Neurofeedback in the treatment of anxiety has been demonstrated to be an effective treatment modality for various disorders, including anxiety disorders. Research shows that Neurofeedback has resulted in significant improvement in symptoms for patients with post-traumatic stress disorder (PTSD) or generalized anxiety disorder (GAD).
Restoring the Brain Back to Ideal Health
Therapy/Counseling Services
- Cognitive Behavioral Therapy (CBT) – This helps a person learn to recognize irrational thought patterns that lead to anxious thoughts, emotions, negative behaviors and outcomes, then construct new rational thought patterns instead of negative ones.
- Exposure therapy (a form of CBT) – Exposure therapy is commonly used in treating anxiety disorders. Exposure therapy implements systematic desensitization, where a person is gradually introduced or exposed to anxiety-provoking situations or objects.

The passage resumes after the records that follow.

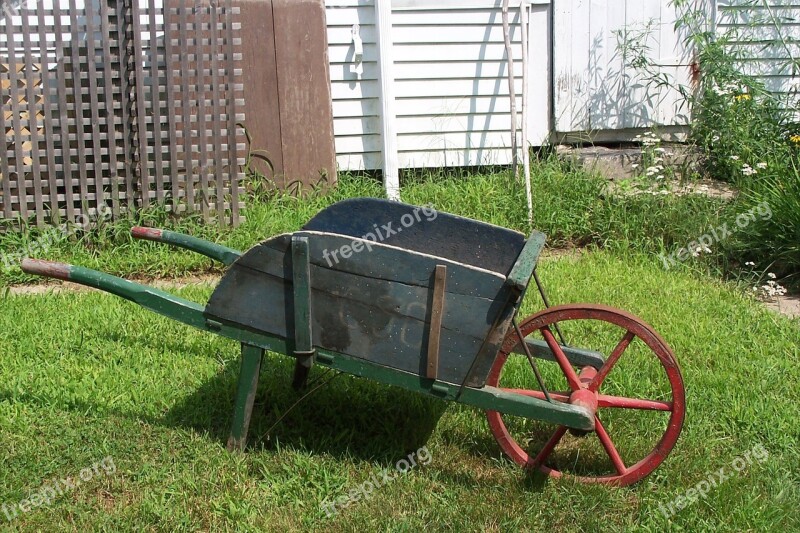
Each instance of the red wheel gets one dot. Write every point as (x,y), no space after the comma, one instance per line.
(640,403)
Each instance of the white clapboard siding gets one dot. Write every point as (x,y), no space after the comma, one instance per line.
(356,99)
(764,35)
(450,85)
(593,91)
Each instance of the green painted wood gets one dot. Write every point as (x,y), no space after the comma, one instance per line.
(192,314)
(424,230)
(215,251)
(359,310)
(245,396)
(579,357)
(523,267)
(372,260)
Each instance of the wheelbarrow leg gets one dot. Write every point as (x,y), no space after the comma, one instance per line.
(245,395)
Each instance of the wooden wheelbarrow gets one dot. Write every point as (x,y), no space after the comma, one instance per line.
(427,301)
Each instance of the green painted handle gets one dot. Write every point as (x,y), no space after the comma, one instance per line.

Systematic desensitization involves a person learning to relax or turn off the body’s stress response system. Then, they have a list of triggers that are listed in rank order of intensity.

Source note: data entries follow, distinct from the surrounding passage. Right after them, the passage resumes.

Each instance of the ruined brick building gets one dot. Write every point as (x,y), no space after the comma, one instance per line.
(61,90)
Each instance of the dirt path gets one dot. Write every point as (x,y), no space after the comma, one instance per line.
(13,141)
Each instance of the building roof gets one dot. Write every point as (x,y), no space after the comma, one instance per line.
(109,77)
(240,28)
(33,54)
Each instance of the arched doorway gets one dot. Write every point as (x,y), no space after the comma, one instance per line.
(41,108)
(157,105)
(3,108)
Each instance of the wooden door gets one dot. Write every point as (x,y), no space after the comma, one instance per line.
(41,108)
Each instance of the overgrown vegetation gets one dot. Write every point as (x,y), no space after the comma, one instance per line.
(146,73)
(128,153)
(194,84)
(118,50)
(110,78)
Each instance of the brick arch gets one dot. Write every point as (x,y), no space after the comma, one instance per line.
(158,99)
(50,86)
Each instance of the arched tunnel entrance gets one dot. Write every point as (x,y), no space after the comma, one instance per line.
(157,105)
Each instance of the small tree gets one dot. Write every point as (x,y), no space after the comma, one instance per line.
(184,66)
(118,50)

Once this is achieved, the person is slowly exposed to the stressful situation or object (rank order list) as they use the relaxation techniques to stop the stress reaction system from reacting to the perceived stressor. Gradually, this reduces the anxiety of the object or situation, so it is manageable and no longer brings on the debilitating anxiety response.

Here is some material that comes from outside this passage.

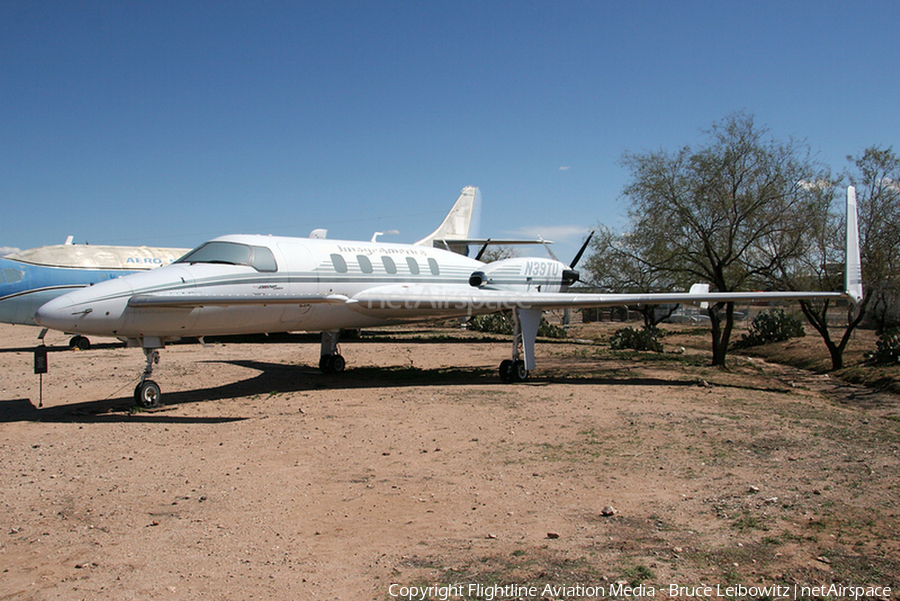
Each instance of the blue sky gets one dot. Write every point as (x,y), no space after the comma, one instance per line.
(168,123)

- Eye Movement Desensitization and Reprocessing (EMDR) – EMDR is a form of therapy designed to alleviate the stress associated with traumatic anxious experiences. EMDR incorporates the use of eye movements and other forms of rhythmic left-right (bilateral) stimulation. These are such things as direct eye movements to external stimuli, hand/finger movement, hand-tapping, light and audio stimulation. While clients briefly focus on the trauma memory and simultaneously experience bilateral stimulation (BLS), the vividness and emotion of the memory are reduced.
- Skills Training
- Developing and using positive coping skills
- Problems solving
- Strategic planning and perspective-taking skill development
- Achieving a balanced and healthy lifestyle
- Relaxation training
- Parental training – Assists parents in helping children with anxiety more directly in finding ways to overcome the symptoms.